Appropriate stewardship of limited health care resources compels us to target therapies to prevent costly over utilization. The work of Silber et al. (32) was a good beginning. Development of more precise methods to target only those patients at risk for the complications of neutropenia is urgently needed. The cost of hospitalization for an episode of FN may more than offset the cost of prophylactic filgrastim or peg-filgrastim, however.
The issues are complicated by competing priorities that often ignore hidden costs. Clinicians and patients want the safest and easiest treatment, whereas payors are only concerned with cost. A cheaper drug is more cost-effective even if it requires more frequent injections and risks patient compliance. How do payors account for the hidden costs such as days missed from work or transportation costs to medical facilities for patients or their caregivers, in addition to the disruption of lives already tormented by cancer?

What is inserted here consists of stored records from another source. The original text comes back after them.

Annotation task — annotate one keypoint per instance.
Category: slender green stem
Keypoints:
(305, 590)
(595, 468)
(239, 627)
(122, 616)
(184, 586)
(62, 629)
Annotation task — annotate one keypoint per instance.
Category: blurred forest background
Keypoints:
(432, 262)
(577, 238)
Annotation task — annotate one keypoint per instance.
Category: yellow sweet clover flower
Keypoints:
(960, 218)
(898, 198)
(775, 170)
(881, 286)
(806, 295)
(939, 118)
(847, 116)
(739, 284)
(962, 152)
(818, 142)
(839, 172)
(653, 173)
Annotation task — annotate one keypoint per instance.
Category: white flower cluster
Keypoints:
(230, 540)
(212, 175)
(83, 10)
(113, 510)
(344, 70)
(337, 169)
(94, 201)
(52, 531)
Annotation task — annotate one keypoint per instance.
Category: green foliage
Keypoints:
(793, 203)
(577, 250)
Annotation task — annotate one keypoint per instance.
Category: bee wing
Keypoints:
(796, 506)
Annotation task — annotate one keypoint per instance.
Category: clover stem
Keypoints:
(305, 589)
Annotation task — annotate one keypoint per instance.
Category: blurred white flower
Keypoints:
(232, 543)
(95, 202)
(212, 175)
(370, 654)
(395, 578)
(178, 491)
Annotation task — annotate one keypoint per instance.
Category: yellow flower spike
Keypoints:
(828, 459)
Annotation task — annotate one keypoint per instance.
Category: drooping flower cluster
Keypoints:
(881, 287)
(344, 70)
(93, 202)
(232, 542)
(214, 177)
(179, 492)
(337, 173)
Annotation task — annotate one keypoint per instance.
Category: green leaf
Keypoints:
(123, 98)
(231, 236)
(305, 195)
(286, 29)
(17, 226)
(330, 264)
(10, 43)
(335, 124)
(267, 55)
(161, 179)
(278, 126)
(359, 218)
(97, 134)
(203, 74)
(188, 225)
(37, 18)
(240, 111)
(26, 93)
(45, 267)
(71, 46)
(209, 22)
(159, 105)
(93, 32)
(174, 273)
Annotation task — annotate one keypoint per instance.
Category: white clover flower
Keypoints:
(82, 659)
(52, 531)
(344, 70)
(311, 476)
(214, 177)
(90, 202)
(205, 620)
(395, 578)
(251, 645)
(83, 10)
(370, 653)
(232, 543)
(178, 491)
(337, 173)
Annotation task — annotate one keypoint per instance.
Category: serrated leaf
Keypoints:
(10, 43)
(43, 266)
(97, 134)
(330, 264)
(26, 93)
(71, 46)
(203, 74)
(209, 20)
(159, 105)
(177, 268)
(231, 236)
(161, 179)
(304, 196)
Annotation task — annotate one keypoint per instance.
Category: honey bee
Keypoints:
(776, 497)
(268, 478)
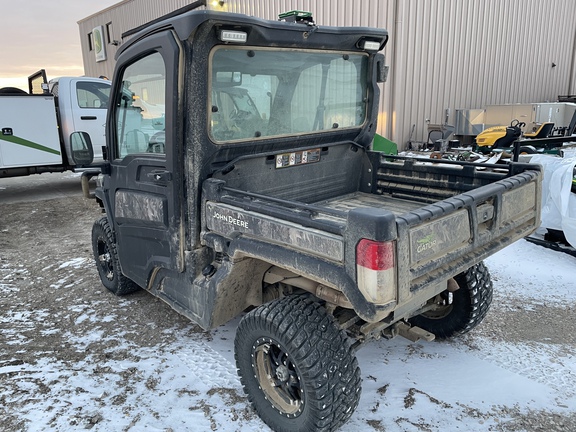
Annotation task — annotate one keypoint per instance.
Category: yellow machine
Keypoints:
(499, 136)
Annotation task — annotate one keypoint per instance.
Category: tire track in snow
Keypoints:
(208, 365)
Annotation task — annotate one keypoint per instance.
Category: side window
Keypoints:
(92, 95)
(141, 107)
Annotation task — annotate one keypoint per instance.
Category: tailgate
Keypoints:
(443, 239)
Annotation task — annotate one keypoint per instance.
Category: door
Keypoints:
(145, 181)
(89, 107)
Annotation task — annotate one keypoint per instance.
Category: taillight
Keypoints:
(376, 270)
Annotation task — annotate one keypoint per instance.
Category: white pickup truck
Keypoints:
(39, 129)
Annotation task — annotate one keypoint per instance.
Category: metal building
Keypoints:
(444, 55)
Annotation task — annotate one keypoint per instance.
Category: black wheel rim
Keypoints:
(278, 377)
(104, 259)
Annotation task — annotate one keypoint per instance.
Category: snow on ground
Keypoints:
(472, 383)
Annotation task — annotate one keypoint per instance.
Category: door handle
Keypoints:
(160, 176)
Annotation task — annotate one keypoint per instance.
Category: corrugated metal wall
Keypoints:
(443, 54)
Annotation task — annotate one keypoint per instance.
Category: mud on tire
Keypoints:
(106, 257)
(297, 366)
(468, 307)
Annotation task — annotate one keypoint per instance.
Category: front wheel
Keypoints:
(106, 257)
(297, 366)
(458, 312)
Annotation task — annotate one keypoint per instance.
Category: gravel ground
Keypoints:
(60, 328)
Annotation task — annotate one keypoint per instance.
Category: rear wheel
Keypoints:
(297, 366)
(460, 311)
(106, 257)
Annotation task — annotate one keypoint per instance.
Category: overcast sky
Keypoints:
(39, 34)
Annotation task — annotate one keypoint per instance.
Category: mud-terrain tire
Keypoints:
(468, 308)
(297, 366)
(106, 257)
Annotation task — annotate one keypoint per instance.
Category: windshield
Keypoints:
(262, 92)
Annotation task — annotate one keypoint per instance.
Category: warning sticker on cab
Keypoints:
(297, 158)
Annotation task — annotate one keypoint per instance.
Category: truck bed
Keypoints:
(348, 202)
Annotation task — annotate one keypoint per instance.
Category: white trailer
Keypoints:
(39, 130)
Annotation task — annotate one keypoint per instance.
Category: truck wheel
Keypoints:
(466, 309)
(104, 248)
(297, 366)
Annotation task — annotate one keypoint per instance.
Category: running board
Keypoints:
(557, 246)
(413, 333)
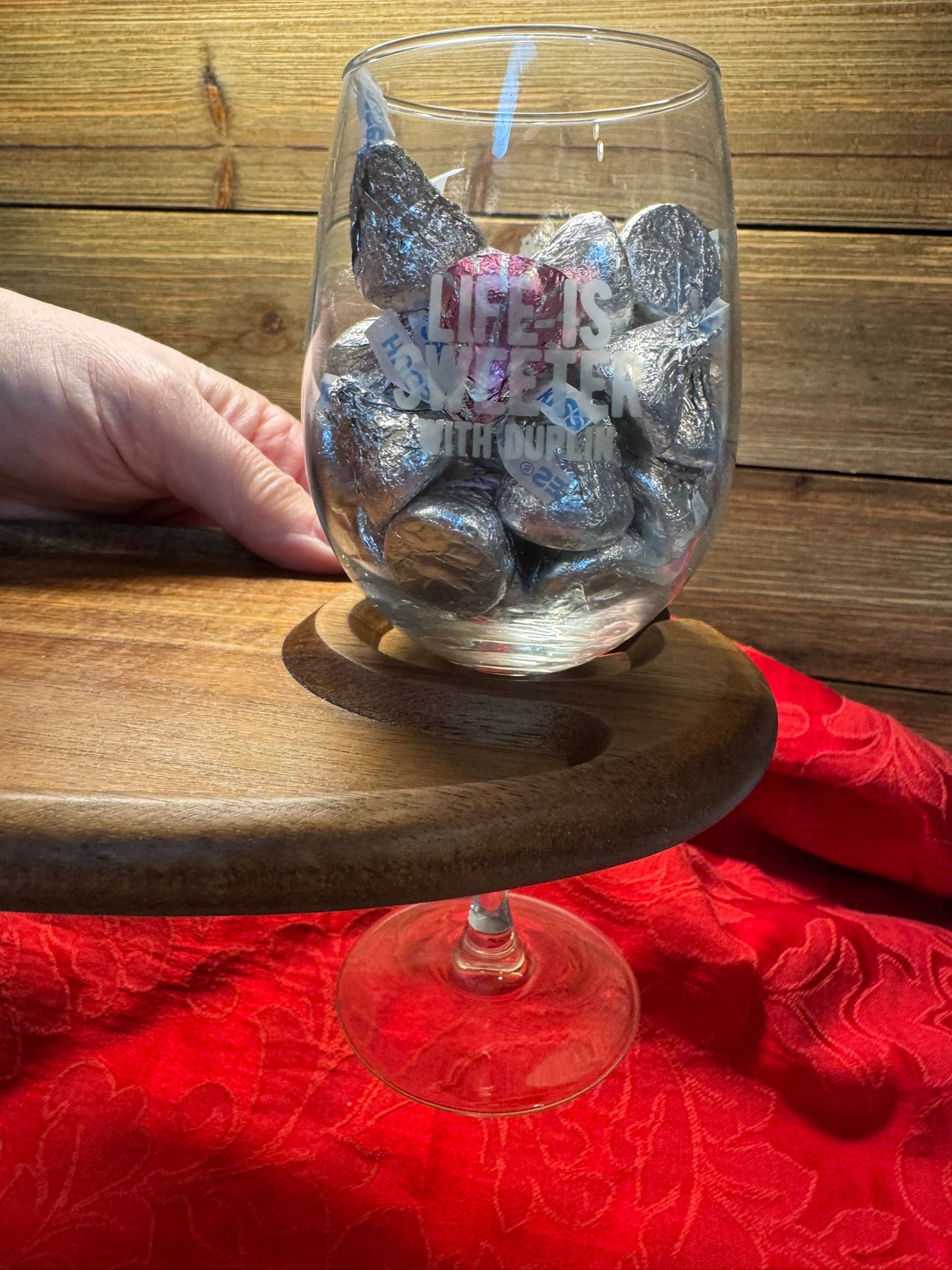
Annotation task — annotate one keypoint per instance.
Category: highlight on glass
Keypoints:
(522, 384)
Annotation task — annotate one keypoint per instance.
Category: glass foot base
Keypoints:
(532, 1031)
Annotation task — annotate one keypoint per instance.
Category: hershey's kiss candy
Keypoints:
(648, 372)
(698, 441)
(669, 511)
(594, 509)
(675, 262)
(450, 549)
(401, 229)
(391, 453)
(352, 355)
(331, 471)
(605, 575)
(588, 246)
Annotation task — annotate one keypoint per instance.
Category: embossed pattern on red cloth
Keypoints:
(177, 1094)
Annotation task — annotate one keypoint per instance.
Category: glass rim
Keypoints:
(550, 31)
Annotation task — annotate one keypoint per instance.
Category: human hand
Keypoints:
(96, 419)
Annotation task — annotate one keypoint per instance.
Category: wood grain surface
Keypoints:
(842, 577)
(839, 111)
(846, 335)
(156, 756)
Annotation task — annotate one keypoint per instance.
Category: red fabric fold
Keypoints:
(177, 1094)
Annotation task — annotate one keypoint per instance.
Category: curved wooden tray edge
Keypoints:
(616, 790)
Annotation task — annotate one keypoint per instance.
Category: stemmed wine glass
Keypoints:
(520, 399)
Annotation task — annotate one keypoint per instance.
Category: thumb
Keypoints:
(210, 467)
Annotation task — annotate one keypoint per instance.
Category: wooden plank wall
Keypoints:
(160, 167)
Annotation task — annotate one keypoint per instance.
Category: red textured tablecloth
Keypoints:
(177, 1094)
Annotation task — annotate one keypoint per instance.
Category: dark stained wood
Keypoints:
(846, 335)
(845, 578)
(839, 113)
(156, 757)
(927, 713)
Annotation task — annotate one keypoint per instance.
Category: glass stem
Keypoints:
(489, 956)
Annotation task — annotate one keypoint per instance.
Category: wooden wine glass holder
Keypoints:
(555, 776)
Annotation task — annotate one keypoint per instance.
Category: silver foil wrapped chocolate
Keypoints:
(602, 577)
(649, 374)
(385, 455)
(698, 442)
(669, 511)
(352, 355)
(588, 248)
(450, 549)
(401, 229)
(594, 509)
(675, 262)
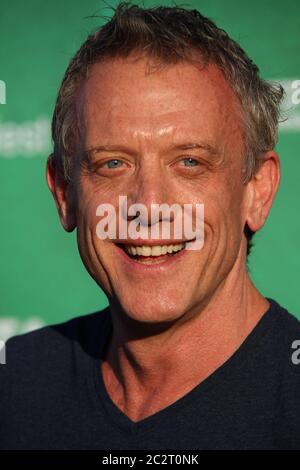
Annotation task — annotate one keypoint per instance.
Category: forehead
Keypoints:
(122, 101)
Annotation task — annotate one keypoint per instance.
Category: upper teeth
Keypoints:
(156, 250)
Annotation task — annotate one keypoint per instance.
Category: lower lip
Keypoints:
(164, 265)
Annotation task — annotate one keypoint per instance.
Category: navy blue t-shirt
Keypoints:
(52, 395)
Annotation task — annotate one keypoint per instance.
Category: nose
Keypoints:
(149, 188)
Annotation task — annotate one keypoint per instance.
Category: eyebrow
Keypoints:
(184, 146)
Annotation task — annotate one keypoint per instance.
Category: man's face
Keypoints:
(147, 123)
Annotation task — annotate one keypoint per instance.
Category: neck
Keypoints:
(144, 373)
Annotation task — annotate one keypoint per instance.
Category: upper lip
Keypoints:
(147, 242)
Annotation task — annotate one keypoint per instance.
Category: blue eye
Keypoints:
(189, 161)
(113, 163)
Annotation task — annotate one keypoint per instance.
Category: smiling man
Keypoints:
(162, 107)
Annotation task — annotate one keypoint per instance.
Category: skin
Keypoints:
(172, 327)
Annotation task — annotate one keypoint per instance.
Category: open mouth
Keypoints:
(147, 254)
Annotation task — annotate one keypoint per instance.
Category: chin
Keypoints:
(153, 312)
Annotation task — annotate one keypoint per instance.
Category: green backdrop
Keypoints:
(42, 277)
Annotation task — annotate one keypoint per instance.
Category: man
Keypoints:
(162, 107)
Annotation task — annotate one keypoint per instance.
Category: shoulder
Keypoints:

Progress has been made. Lyman et al. (this volume) have continued to refine cost estimates by accounting for both the direct costs, which continue to escalate, and these indirect costs. ASCO will be updating practice guidelines for the use of granulocyte growth factors based on these economic analyses and the use of potentially curative dose-dense regimens, as discussed above. Finally, by defining the ultimate risk prediction model from DNA by identification of gene expression profiles—the underlying mystery of cancer itself—we hope to define those patients who will not require granulocyte support for these toxic treatments (55,56).